Font Size:  

“What did she actually see? Or what did she tell the queen she saw?” I relay Lorel’s words. “Yesenia and Gesine are friends. I will wager she helped with the escape.”

“So she might hold back details.”

“If they could prove harmful to our cause, yes.” Namely, that the Princess Romeria at the gates is no longer her daughter.

That she is a key caster.

“I am sure it must be this Ulysede.” My whisper is full of excitement. That single word scrawled in a rush on the bottom of Gesine’s letter. It all makes sense.

“Do not sound so thrilled, Agatha!” Allegra hisses, her panic rising. “Stonekeep was a wall of nymph scripture and now it is a city, and we must assume the key caster opened it. Can you appreciate what this means?”

“Far more than anyone else in Nyos.” An edge lines my tone. “The nymphs will walk these lands again in the time of the casters. It is prophecy.”

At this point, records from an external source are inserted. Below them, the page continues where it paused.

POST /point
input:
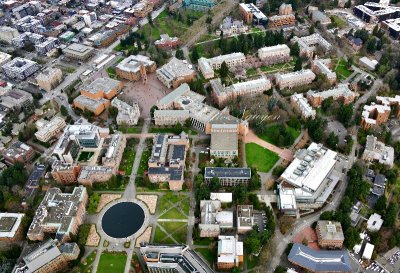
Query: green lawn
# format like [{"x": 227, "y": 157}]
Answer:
[
  {"x": 111, "y": 263},
  {"x": 208, "y": 254},
  {"x": 173, "y": 214},
  {"x": 85, "y": 156},
  {"x": 260, "y": 158},
  {"x": 93, "y": 203},
  {"x": 341, "y": 70}
]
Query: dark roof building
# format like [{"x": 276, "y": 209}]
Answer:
[{"x": 320, "y": 261}]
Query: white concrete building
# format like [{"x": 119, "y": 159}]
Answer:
[
  {"x": 274, "y": 54},
  {"x": 127, "y": 114},
  {"x": 49, "y": 129},
  {"x": 207, "y": 66},
  {"x": 294, "y": 79},
  {"x": 300, "y": 103}
]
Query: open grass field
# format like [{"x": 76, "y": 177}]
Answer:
[
  {"x": 260, "y": 158},
  {"x": 112, "y": 263},
  {"x": 341, "y": 70}
]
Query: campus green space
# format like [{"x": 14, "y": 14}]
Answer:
[
  {"x": 260, "y": 158},
  {"x": 85, "y": 156},
  {"x": 173, "y": 214},
  {"x": 341, "y": 70},
  {"x": 112, "y": 263}
]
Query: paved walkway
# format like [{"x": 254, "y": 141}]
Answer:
[{"x": 251, "y": 137}]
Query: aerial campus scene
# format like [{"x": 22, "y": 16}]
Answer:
[{"x": 199, "y": 136}]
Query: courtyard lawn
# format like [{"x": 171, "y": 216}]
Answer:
[
  {"x": 173, "y": 214},
  {"x": 208, "y": 254},
  {"x": 85, "y": 156},
  {"x": 112, "y": 263},
  {"x": 260, "y": 158},
  {"x": 341, "y": 70}
]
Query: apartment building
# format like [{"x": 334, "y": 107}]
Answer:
[
  {"x": 49, "y": 78},
  {"x": 308, "y": 44},
  {"x": 59, "y": 213},
  {"x": 300, "y": 103},
  {"x": 172, "y": 258},
  {"x": 170, "y": 117},
  {"x": 96, "y": 96},
  {"x": 231, "y": 26},
  {"x": 7, "y": 34},
  {"x": 49, "y": 129},
  {"x": 294, "y": 79},
  {"x": 4, "y": 58},
  {"x": 135, "y": 67},
  {"x": 213, "y": 218},
  {"x": 376, "y": 151},
  {"x": 127, "y": 114},
  {"x": 274, "y": 54},
  {"x": 207, "y": 66},
  {"x": 65, "y": 173},
  {"x": 202, "y": 116},
  {"x": 324, "y": 66},
  {"x": 167, "y": 42},
  {"x": 167, "y": 160},
  {"x": 245, "y": 218},
  {"x": 228, "y": 177},
  {"x": 342, "y": 93},
  {"x": 20, "y": 68},
  {"x": 175, "y": 72},
  {"x": 329, "y": 234},
  {"x": 18, "y": 152},
  {"x": 251, "y": 14},
  {"x": 374, "y": 115},
  {"x": 230, "y": 252},
  {"x": 78, "y": 52},
  {"x": 10, "y": 226},
  {"x": 48, "y": 257},
  {"x": 309, "y": 179}
]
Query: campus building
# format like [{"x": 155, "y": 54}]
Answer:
[
  {"x": 377, "y": 151},
  {"x": 135, "y": 67},
  {"x": 274, "y": 54},
  {"x": 300, "y": 103},
  {"x": 49, "y": 129},
  {"x": 309, "y": 180},
  {"x": 251, "y": 14},
  {"x": 18, "y": 152},
  {"x": 20, "y": 68},
  {"x": 59, "y": 213},
  {"x": 213, "y": 218},
  {"x": 127, "y": 114},
  {"x": 324, "y": 66},
  {"x": 202, "y": 116},
  {"x": 95, "y": 97},
  {"x": 207, "y": 66},
  {"x": 342, "y": 92},
  {"x": 230, "y": 252},
  {"x": 294, "y": 79},
  {"x": 175, "y": 72},
  {"x": 49, "y": 78},
  {"x": 329, "y": 234},
  {"x": 223, "y": 94},
  {"x": 48, "y": 257},
  {"x": 231, "y": 26},
  {"x": 245, "y": 218},
  {"x": 10, "y": 226},
  {"x": 167, "y": 160},
  {"x": 228, "y": 177},
  {"x": 172, "y": 258},
  {"x": 308, "y": 44},
  {"x": 321, "y": 261},
  {"x": 78, "y": 52}
]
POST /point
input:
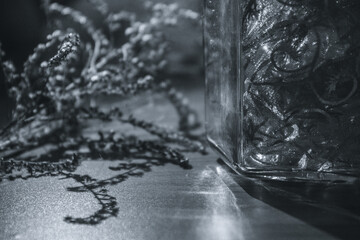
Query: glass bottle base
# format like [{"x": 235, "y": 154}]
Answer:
[{"x": 333, "y": 176}]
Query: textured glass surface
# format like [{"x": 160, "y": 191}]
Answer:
[{"x": 282, "y": 84}]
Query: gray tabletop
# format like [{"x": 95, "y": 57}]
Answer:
[{"x": 207, "y": 201}]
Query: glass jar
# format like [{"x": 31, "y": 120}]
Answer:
[{"x": 282, "y": 86}]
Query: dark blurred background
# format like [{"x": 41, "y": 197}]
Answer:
[{"x": 23, "y": 26}]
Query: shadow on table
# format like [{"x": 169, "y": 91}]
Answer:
[{"x": 333, "y": 208}]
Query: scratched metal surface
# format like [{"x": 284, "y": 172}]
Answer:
[{"x": 205, "y": 202}]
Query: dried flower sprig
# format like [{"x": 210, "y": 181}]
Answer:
[{"x": 80, "y": 62}]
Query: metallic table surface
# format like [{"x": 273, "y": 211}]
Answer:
[{"x": 205, "y": 202}]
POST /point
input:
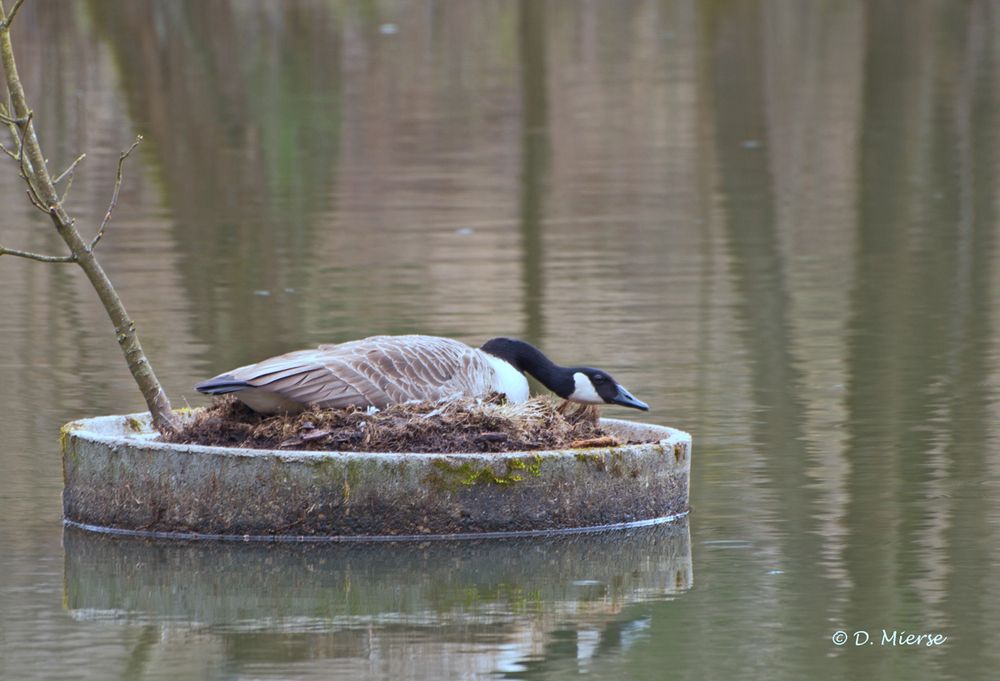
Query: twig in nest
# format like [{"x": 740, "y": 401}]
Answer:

“And what else might walk alongside them?” The Second paces. “We cannot wait for a response from Gesine any longer.”

“And what would you recommend we do, then? Go to the council with this?”

“Fates, no.” She scoffs. “Lorel will run to the queen and blame us. The queen will execute us for treason and use the elementals to summon the fates again. No, that is not a choice we can consider.” She shakes her head to emphasize her words, her gaze narrowed on the ships below. “There is no other choice. We must go to this Ulysede ourselves.” She spins, her finger pointed. “You must go.”

“Me?” I laugh. She must be joking. “I cannot leave Nyos.”

“Why not? You have gone on excursions, all across Ybaris and Skatrana. You were even in Seacadore once.”

“Yes, many years ago. Besides, the Prime has assigned me a task of sifting through prophecy for answers.”

“Which you have no plans to give her, anyway.”

“But if I leave, she will grow suspicious.”

“This is a task she has given to you in secrecy, yes? I am not supposed to know about it.”

“Yes.”

Allegra bites her bottom lip in thought, and my fear swells. What web is her deceptive little mind weaving? “As a Second, I order you to escort my two elementals to Argon. The Prime cannot counter that without an explanation, one she will not wish to give. There, you will find Yesenia, glean what more you can from her, and then, instead of returning to Nyos, you will make your way to the rift with the caravan. When they cross, you go west.”

“But … but …” I sputter. “I am eight decades old, Allegra! I am no longer built for traipsing across the realms, especially not in the middle of a war!”

“Exactly. An old scribe. No one will find threat in you. And you are not as feeble as you paint yourself to be.” Allegra closes in, her face earnest. “There is no one else who knows more about prophecy than you. Mordain needs a bridge to Ulysede.”

“Gesine is that bridge.”

“No, Gesine is an elemental caster who could go through the change at any time.”

“Yes, and I could go through the change of old age at any time. From breathing to not!” It takes hours for my joints to unstiffen in the mornings. How long before my body decides it’s had enough?

She scoffs. “You are as healthy as an ox. You are the bridge. You have been since the day Mordain learned of Neilina’s breach. All of this was possible because of you.” Her lips twist. “Or you can spend the rest of your days in Nyos, dwelling in dusty books, reading about prophecy instead of witnessing it unfold.”

The prospect of seeing this nymph kingdom, of meeting this key caster, is enticing. If I can make it there. “This is not how I expected my day to turn.”

She sets a hand on my shoulder. “The ship leaves in an hour for Argon. You must pack.”

“Protect our scribes at all costs.” I wrap the tome in parchment to safeguard it from the elements, and stuff it into my rucksack with three others—the only books in all of Nyos that hint of the Queen for All and the nymphs’ token. I know it is wrong to remove these from our libraries, but for now, the safest place for them is with me. “When the Prime begins to suspect the truth and questions you, you must tell her that I have acted alone in this.”

“Yes, Master Scribe.” Zaleria dips her head.

“You are Master Scribe now, by my wishes if not Lorel’s appointment soon enough.” The caster was a gangly prepubescent when I was already collecting information from my first seer, but decades later, we’ve formed a loyal bond—part mentor-mentee, but mostly in our devotion to prophecy. Zaleria was the first I approached when news of Ianca’s summoning reached my ears.